Ok, natural subsequent genealogical question: where did the rest of the kids go? 6 of 8 siblings who reached adulthood in the 1880s in this commune / croft farm village thing deep in the Smaland back country. Took a couple years to figure out, given some practical problems. Those are, young Swedish women hit the US and get married almost immediately, taking on new surnames. Then, young Swedish men change their first names to something less ethnic, and you end up searching for “Charles Johnson”s for example. And there’s thousands of these in the US in 1890. Now, it’s not like compelling matches don’t appear, but if you’re good you want an identical match on a life fact attribute, like DOB, so that you don’t introduce trash facts into your family tree. It takes a while to think up the query that turns that stuff up if you are stumped like that. Took a couple years to suss out the destinies of 6 people here. And it’s to say, no one in the wide world of genealogy had a tree I could copy from for these people.
Sooo, we got eem….now.
Amanda, b 1863 – was an 1886 migrant to Bayport. Married another Swede. They had a bunch of kids, and there are a ton of descendants in this vicinity that my relatives have been rubbing elbows with for 4 generations and been none the wiser
Charles, b 1872 – migrant to Norway, Michigan, the UP. Was an iron miner, had a family.

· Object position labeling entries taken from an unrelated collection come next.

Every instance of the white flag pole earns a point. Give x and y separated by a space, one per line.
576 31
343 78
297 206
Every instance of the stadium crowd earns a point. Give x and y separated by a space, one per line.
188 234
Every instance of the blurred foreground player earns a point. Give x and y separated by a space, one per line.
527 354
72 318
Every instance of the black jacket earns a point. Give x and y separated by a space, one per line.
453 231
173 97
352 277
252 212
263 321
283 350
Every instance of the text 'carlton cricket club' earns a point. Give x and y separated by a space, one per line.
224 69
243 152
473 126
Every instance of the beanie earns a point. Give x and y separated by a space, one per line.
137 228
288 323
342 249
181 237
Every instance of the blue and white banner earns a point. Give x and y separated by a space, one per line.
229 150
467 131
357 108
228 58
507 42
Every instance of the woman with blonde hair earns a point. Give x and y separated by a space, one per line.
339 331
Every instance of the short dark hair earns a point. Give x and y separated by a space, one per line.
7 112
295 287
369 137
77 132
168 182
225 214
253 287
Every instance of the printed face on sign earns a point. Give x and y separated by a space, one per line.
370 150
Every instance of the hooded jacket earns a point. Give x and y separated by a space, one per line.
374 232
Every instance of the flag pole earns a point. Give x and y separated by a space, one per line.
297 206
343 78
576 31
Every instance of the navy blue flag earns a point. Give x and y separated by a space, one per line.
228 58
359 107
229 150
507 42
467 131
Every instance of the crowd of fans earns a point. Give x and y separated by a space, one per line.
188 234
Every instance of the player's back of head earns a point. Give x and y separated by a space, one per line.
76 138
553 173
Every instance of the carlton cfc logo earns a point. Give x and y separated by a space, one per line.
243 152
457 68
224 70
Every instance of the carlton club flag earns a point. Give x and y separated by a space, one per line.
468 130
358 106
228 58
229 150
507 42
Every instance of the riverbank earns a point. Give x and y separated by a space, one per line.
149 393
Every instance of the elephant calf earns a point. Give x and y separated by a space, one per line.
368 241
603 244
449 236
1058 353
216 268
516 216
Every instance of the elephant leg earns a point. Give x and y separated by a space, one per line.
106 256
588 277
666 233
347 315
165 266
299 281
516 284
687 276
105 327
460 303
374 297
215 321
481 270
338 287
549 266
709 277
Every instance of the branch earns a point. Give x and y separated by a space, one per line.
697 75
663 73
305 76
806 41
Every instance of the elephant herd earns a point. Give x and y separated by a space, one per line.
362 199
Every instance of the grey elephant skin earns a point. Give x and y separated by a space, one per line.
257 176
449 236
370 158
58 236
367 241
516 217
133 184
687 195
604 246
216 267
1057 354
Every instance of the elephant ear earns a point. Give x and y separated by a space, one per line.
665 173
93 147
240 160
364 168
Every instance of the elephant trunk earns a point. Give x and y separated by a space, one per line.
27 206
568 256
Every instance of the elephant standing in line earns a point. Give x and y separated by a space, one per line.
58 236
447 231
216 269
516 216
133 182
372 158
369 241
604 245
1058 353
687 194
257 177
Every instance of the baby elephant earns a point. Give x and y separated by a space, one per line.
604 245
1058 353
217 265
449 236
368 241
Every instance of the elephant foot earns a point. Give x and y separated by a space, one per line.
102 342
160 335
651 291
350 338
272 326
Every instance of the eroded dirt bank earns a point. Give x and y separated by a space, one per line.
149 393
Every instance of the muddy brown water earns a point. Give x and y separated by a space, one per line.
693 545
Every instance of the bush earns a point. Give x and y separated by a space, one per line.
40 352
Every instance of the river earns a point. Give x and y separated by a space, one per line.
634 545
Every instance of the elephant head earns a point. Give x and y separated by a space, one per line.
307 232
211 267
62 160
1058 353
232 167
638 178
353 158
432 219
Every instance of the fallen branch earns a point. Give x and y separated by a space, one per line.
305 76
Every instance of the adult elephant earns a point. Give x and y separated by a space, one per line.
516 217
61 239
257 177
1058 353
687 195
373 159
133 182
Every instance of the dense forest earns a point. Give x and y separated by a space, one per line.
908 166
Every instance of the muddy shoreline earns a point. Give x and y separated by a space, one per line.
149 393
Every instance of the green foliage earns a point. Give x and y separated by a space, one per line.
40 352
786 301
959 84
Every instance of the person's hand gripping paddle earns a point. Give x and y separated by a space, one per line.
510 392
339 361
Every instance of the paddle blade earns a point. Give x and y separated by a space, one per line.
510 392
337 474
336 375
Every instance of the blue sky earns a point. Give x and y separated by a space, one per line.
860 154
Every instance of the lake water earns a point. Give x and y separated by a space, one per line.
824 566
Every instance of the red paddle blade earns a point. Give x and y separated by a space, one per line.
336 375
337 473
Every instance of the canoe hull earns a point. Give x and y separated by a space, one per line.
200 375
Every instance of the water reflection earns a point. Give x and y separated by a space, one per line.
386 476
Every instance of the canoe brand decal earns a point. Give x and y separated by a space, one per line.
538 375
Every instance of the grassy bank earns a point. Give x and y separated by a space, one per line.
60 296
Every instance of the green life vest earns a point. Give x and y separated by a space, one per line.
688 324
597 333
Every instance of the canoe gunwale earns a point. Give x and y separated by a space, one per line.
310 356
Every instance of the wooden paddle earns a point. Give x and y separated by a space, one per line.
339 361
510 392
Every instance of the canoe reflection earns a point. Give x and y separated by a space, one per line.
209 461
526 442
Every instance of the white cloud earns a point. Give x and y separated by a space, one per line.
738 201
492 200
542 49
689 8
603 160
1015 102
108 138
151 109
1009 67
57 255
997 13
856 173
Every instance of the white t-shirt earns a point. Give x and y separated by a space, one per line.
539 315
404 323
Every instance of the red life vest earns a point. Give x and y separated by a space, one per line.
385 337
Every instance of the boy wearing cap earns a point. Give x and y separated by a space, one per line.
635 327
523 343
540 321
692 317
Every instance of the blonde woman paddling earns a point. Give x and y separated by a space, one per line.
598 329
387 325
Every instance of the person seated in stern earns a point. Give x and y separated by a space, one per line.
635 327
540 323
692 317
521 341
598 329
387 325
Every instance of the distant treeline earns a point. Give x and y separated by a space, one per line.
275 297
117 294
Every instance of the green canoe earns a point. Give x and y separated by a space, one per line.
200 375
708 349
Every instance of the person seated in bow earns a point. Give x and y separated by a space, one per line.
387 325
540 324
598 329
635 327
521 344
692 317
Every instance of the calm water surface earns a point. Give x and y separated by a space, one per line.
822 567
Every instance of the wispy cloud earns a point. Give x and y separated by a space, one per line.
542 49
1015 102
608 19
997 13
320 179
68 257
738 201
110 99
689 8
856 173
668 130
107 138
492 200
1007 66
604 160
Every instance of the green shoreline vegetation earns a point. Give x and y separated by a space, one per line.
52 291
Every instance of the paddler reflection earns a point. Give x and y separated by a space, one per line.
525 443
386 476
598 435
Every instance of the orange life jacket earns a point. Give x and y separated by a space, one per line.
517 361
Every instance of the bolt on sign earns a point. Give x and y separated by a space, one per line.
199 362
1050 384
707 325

Per, b 1869 – migrant to northern Wisconsin. Probably always a bachelor.
Last… Nils and Bonde. End up in Milbank, SD…. Fuckin Eh.
So, the thing…. Really moved to contemplate the zeitgeist of thinking and being scared for the potential of occupied burglaries in Milbank, SD, in town, in 1890. I mean, mistakenly shooting your brother when defending the house from a suspected burglary is not something that could happen to these fellows living together say 5 years prior in Sweden. Cuz, you know they neither feared that type of crime or had the guns. The crime and the guns are breathtakingly American, is what I’m sayin.
So, the crime, the ambient crime you fear…. ya know, Milbank 1890 was ever so and enough “the west” and had drunks, outlaws / thiefs, and some anarchy, I’d guess you’d figure. So there’s the psychology.
The guns… well, it was as it is, though I think it was a step up for a working man to have a handgun. Maybe a shotgun, yes. But handguns are not usually very practical things. Like, why would you need one in Milbank such that you’d spend $15 for a quality one? Well, I guess if you think there’s crime.